Just deleting mft files I removed 4.1 million files. After removing some other extensions (as dll, exe, xml, sqlite) I'm now down to a total of about 140 thousand files. Extracting them took less than half an hour. This is a real time saver, but having to hack the autopsy case database is not exactly what I call elegant.

APriestman commented 4 years ago

The next release will have the option to enter extensions that should be excluded.

ctrlaltca commented 4 years ago

That's an awesome news, thank you!

ctrlaltca commented 3 years ago

I can confirm this is working just fine. I just re-executed a carving+extraction on a test ntfs disk excluding the most offending extensions (mft, txt) and the results are good:

bcarrier commented 3 years ago

@ctrlaltca What do you mean by 28 hours extracting? Is that the time it took for all of the 1.6 million files to go down the pipelines? Or the time that it took for Autopsy to add the 1.6 million files into the database? Both?

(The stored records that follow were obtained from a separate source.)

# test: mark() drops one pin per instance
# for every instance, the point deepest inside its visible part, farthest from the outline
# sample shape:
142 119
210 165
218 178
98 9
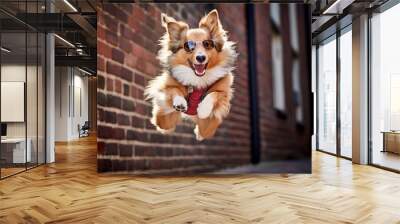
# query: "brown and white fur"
169 90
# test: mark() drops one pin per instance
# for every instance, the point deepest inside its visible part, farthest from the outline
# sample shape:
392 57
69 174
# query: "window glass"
327 96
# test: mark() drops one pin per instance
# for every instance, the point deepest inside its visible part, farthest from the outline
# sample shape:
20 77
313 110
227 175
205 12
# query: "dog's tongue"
200 69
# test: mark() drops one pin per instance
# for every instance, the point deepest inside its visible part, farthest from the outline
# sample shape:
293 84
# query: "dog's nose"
200 58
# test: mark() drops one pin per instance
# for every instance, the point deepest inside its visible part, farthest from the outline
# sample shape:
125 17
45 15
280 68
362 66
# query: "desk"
391 141
16 147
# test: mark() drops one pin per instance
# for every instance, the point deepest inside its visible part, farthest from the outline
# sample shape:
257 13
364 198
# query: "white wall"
71 93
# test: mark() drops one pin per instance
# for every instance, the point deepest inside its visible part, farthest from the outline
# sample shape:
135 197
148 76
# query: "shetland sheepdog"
196 79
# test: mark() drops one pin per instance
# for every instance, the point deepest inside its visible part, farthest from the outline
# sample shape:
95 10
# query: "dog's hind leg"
206 128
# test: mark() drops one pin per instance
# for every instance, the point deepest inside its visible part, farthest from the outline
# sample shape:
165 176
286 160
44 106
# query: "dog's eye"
208 44
189 46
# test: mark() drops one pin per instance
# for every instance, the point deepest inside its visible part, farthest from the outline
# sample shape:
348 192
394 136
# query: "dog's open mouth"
199 69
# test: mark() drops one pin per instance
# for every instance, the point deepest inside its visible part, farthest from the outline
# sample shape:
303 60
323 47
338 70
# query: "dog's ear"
175 29
212 23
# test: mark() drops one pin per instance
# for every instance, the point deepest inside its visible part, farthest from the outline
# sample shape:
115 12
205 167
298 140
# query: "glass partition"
327 95
346 92
22 88
385 89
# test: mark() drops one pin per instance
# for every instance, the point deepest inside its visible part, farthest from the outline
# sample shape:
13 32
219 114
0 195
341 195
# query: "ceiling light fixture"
64 40
70 5
5 50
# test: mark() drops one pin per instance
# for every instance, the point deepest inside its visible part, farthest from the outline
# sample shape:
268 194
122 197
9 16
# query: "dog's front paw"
205 107
179 103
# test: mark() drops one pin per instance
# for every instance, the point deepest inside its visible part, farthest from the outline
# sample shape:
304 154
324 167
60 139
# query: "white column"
360 90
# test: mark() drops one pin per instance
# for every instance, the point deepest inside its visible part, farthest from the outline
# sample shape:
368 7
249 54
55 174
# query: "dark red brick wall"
128 37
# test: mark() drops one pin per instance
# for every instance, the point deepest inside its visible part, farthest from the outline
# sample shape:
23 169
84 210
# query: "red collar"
194 98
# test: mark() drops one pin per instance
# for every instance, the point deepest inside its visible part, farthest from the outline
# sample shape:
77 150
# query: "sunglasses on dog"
190 45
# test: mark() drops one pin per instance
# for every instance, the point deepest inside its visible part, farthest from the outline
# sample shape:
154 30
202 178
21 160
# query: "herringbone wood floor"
70 191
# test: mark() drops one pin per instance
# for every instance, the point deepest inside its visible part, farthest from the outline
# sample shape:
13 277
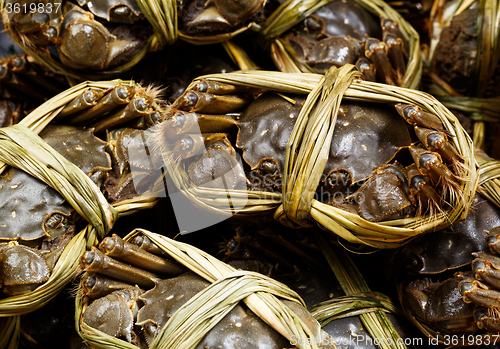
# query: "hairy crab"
202 17
106 36
36 219
437 289
342 32
406 167
119 308
21 76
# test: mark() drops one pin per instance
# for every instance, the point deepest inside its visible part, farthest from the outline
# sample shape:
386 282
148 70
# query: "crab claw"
376 51
390 27
212 103
486 266
430 164
423 193
414 115
438 142
190 145
384 194
365 67
94 260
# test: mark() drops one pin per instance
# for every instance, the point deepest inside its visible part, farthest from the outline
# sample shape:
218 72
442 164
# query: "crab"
160 299
22 76
202 17
385 161
37 221
437 289
85 40
342 32
482 288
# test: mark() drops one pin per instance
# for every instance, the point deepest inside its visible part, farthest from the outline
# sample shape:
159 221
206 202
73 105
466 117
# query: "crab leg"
376 51
94 260
423 192
477 292
430 164
493 239
126 252
182 122
438 142
396 56
414 115
118 96
486 267
220 88
365 67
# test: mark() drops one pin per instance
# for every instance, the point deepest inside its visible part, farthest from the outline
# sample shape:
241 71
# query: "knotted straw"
192 321
22 148
306 157
292 12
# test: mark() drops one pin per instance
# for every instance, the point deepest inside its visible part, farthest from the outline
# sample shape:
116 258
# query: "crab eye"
201 86
409 112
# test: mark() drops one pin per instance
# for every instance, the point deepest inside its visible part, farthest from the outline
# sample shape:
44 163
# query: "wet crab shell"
366 136
30 209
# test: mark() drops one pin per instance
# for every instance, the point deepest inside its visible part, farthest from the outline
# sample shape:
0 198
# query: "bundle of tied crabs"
386 162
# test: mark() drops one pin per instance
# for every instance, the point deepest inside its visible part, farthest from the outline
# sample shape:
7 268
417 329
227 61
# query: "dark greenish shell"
29 208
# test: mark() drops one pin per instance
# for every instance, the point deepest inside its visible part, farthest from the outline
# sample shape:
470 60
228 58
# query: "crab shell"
29 208
366 135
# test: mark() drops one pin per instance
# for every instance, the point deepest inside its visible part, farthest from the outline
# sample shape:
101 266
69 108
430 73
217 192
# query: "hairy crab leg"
423 192
396 56
96 285
221 88
376 51
87 99
139 106
414 115
118 96
486 267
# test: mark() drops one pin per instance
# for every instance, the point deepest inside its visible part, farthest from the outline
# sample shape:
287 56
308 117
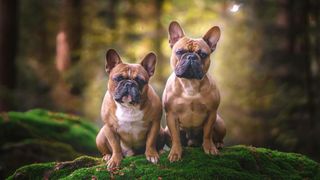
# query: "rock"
236 162
43 136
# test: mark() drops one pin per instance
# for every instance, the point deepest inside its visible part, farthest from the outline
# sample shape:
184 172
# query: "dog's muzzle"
127 92
190 67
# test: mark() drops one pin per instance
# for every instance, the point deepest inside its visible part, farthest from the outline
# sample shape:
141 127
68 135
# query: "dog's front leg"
208 145
176 149
151 152
114 142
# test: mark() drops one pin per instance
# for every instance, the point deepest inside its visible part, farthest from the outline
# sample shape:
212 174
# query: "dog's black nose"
192 57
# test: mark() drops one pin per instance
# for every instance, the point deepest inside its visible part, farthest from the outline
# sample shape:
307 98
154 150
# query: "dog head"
128 83
190 58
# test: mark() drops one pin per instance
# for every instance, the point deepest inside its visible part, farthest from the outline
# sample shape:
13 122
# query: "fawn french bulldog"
131 111
191 97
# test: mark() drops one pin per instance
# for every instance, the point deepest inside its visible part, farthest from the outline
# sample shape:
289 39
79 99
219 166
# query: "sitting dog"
131 111
191 97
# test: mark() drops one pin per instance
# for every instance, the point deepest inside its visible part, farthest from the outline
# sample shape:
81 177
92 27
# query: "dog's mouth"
189 69
127 93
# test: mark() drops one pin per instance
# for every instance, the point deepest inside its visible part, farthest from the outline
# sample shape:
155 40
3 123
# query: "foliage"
41 136
240 162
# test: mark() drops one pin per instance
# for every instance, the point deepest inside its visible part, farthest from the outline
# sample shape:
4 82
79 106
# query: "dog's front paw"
175 153
210 148
152 156
114 161
106 157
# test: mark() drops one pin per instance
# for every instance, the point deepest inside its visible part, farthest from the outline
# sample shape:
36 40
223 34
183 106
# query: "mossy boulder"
237 162
43 136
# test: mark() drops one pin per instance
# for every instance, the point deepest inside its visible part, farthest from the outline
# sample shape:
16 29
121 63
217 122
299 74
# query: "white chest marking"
191 88
130 120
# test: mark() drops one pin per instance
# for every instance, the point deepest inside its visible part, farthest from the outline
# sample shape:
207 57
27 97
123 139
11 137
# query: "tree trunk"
69 36
8 39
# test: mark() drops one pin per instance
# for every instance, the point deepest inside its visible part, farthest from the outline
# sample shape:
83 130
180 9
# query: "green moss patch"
240 162
43 136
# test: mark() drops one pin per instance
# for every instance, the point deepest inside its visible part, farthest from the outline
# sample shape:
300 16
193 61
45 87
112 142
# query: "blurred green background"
266 63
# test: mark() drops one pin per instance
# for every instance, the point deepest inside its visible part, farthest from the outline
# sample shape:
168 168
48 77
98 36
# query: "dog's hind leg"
219 132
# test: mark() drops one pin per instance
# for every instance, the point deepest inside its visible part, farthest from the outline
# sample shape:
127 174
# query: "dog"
131 111
191 97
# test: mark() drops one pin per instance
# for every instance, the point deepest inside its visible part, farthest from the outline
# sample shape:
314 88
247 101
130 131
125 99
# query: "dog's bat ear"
175 33
112 59
212 37
149 63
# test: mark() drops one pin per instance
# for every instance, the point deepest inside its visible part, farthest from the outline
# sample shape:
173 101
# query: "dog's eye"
118 78
202 55
180 52
140 81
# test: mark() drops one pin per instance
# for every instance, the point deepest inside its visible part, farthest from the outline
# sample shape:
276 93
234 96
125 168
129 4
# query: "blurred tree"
69 35
8 44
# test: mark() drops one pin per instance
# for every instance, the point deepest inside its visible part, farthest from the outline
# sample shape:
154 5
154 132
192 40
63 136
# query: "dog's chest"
130 120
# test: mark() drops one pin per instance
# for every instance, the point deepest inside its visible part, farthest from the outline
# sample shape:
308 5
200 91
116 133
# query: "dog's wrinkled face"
128 82
191 57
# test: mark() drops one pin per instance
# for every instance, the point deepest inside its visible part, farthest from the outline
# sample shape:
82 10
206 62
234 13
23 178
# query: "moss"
240 162
42 136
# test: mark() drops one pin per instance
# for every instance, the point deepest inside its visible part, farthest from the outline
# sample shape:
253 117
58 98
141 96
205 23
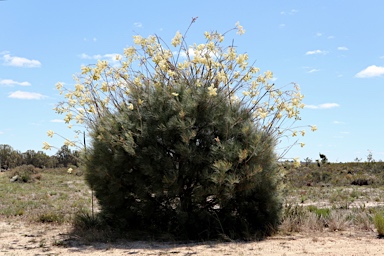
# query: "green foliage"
320 212
25 173
192 165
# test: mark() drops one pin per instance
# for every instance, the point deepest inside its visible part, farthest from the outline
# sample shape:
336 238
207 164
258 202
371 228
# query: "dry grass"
55 197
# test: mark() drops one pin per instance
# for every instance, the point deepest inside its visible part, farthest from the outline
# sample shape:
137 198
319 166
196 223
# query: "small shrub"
378 220
337 221
25 173
51 217
320 212
294 217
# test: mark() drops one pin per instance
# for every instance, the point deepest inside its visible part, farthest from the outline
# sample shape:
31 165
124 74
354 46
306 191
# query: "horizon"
332 50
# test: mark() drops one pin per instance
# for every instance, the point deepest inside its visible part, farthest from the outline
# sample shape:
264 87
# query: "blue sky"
333 49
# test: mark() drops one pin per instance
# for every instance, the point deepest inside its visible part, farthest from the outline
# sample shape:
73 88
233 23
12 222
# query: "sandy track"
19 238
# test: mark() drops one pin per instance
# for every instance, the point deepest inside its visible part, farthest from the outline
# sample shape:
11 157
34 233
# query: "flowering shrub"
183 140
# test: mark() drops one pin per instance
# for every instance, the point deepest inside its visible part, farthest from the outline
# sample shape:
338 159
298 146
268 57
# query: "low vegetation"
58 197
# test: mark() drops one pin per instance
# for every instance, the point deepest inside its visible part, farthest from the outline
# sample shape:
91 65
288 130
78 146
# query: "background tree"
65 156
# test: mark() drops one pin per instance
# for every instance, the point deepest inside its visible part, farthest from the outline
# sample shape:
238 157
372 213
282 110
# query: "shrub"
189 175
176 145
378 220
25 173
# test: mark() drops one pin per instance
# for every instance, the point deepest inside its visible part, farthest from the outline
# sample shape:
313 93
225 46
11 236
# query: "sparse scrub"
25 173
379 223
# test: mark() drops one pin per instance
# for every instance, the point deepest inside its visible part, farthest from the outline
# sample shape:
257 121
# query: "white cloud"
315 52
323 106
26 95
109 56
342 48
371 71
20 61
10 82
57 121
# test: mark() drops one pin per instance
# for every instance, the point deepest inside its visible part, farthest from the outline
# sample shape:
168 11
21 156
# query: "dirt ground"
19 238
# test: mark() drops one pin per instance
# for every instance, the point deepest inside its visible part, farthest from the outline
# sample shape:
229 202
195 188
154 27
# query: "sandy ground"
19 238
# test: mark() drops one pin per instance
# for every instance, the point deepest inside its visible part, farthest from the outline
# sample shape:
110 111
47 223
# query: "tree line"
11 158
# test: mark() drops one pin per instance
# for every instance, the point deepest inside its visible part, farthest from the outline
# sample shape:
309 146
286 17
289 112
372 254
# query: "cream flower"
46 146
50 133
212 91
296 162
177 39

ctrlaltca commented 3 years ago

After the photorec ingest module completes, I look for the $CarvedFiles directory inside the main partition of the disk. Right click on the $CarvedFiles directory (containing 1.6 million files), click on "Extract file(s)", choose a destination directory, and let it extract the files; this is the step taking so much time.

Btw, let me thank you for the awesome Autopsy/DFIR trainings that I enjoyed a lot attending to.